9

I'm trying to solve a binary classification problem by using an artificial neural network implemented in Torch. My neural network has 82 input features (=neurons).

After implementing a plain version that gives to the all the 82 input neurons the same importance, I need to design a new version of my algorithm in which a user can highlight / give more importance to one single feature among all the 82.

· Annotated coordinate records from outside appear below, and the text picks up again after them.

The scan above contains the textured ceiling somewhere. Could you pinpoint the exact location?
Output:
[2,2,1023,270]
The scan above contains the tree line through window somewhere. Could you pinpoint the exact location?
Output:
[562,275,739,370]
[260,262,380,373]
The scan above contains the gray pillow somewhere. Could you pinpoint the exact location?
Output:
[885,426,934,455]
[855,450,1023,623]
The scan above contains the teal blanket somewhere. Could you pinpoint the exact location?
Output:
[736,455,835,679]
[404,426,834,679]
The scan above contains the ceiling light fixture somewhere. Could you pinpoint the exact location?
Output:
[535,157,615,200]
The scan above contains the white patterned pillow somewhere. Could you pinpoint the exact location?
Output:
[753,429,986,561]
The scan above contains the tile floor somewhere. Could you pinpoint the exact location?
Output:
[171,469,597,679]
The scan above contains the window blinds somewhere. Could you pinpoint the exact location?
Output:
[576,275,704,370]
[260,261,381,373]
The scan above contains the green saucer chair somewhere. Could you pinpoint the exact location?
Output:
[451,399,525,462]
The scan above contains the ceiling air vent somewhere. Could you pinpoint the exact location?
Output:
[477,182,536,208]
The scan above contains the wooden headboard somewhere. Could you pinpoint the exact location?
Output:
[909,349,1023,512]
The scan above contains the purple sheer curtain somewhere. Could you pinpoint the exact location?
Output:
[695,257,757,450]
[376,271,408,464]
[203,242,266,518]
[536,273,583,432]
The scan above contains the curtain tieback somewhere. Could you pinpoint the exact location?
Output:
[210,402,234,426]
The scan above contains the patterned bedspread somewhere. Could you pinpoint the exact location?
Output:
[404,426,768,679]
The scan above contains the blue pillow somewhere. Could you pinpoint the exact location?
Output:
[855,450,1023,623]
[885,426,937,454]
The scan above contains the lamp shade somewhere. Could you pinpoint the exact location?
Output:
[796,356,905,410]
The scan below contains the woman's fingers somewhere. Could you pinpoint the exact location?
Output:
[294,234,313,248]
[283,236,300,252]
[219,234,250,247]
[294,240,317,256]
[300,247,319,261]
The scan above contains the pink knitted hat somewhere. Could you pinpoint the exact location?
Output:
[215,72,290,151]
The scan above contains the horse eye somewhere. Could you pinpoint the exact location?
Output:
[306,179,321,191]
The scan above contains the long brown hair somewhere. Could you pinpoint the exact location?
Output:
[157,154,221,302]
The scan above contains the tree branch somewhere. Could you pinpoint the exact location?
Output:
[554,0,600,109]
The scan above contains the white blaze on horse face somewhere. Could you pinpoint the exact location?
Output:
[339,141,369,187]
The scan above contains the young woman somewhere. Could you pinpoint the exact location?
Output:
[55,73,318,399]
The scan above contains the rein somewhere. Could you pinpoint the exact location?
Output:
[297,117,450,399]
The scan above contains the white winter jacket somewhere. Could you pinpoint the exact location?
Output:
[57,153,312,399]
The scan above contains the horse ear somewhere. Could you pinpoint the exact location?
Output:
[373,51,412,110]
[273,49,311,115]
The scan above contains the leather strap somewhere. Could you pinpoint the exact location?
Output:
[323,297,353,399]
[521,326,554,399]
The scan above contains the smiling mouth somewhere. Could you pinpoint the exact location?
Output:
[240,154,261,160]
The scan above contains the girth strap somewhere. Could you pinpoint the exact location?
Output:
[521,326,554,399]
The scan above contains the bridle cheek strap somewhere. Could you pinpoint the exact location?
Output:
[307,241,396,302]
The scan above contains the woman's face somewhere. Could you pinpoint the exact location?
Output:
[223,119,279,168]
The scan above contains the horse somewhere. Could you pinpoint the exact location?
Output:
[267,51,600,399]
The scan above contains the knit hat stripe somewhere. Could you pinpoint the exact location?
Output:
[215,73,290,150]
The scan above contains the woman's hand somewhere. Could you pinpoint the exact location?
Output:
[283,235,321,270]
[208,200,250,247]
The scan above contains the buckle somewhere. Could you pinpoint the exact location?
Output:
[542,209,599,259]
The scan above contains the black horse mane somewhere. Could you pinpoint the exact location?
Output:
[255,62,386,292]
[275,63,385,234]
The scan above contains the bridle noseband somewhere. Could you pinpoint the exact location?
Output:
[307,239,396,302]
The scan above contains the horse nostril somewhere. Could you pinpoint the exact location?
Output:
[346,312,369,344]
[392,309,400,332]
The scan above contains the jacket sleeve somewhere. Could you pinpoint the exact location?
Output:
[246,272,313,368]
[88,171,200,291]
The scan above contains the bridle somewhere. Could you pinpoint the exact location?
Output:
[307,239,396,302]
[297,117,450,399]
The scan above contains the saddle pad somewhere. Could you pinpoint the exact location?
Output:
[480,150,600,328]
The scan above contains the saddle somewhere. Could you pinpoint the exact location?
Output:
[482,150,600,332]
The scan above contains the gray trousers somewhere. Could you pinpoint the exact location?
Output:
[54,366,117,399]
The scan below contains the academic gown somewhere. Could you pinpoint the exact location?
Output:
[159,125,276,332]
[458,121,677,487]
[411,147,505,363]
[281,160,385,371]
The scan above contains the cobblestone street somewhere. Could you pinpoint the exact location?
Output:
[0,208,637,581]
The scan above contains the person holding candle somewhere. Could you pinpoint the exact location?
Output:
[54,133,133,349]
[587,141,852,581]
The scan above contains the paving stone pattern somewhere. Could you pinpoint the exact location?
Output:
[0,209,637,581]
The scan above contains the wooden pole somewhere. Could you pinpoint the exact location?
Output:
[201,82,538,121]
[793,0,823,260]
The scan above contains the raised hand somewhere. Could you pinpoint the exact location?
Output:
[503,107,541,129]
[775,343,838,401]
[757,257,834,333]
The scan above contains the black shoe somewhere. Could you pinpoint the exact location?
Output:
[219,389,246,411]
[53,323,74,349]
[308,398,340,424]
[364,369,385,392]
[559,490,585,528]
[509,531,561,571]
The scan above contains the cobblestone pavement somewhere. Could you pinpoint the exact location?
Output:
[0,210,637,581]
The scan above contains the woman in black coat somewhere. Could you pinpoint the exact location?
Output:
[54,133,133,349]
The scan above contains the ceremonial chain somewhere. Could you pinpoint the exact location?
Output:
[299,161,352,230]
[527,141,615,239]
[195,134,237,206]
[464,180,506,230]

How could I do this in statistical tems? How could I edit my algorithm to give more importance to a single feature?

DavideChicco.it
  • 682
  • 1
  • 10
  • 24
  • 1
    A question that comes up right away is, how much "importance" do you give it, and how do you know that's not too much or too little. The thing about NN modeling is it's supposed to learn it from the data and you don't have to worry about deciding a weight for a particular feature. – horaceT Aug 31 '16 at 20:27
  • 1
    Can you expand on *why* you want to highlight an input feature? Without context I am not sure any answer you get will be useful. (e.g. I can imagine doing something like purposely adding noise to all the other features, to make them unreliable ... would this be useful though?) – GeoMatt22 Sep 04 '16 at 03:48
  • Sure. In my bioinformatics problem, I have 82 input neurons. Each of them represents a cell type. In the former setup of my computational machinery, the user is able to make global predictions, that are valid for any cell type. Now, on the contrary, I want the user to be able to make predictions for a specific cell type. The user should be able to say: "Make predictions only for the IMR90 cell type". So I have to highlight one cell type in the input layer, to differentiate it from, the others. – DavideChicco.it Sep 07 '16 at 15:09
  • By "Each [feature] represents a cell type[,]" do you mean that you have 82 boolean features? Are they exclusive? Does "Make predictions only for the IMR90 cell type" mean to predict with only that feature true? (I thought I understood your question, but your comment makes me doubt my initial interpretation.) – Sean Easter Sep 07 '16 at 18:12
  • @SeanEaster The input neurons are real values, not boolean. Sorry if I explained badly. – DavideChicco.it Sep 07 '16 at 21:54
  • Thanks, that's helpful. But if IMR90 is some real value, what does it mean to "make a prediction for only [that] cell type"? Is it a prediction based only on that value, holding that value constant, assigning some prior perceived predictive ability to that feature, or something else? – Sean Easter Sep 07 '16 at 21:57
  • I've hazarded an answer, but am still not confident I precisely understand your question: If I'm misinterpreted, please let me know and I'll just go ahead and delete it. Good luck! – Sean Easter Sep 10 '16 at 18:44

4 Answers4

2

Try the wide & deep network architecture? Directly link the "important" features with the output neuron.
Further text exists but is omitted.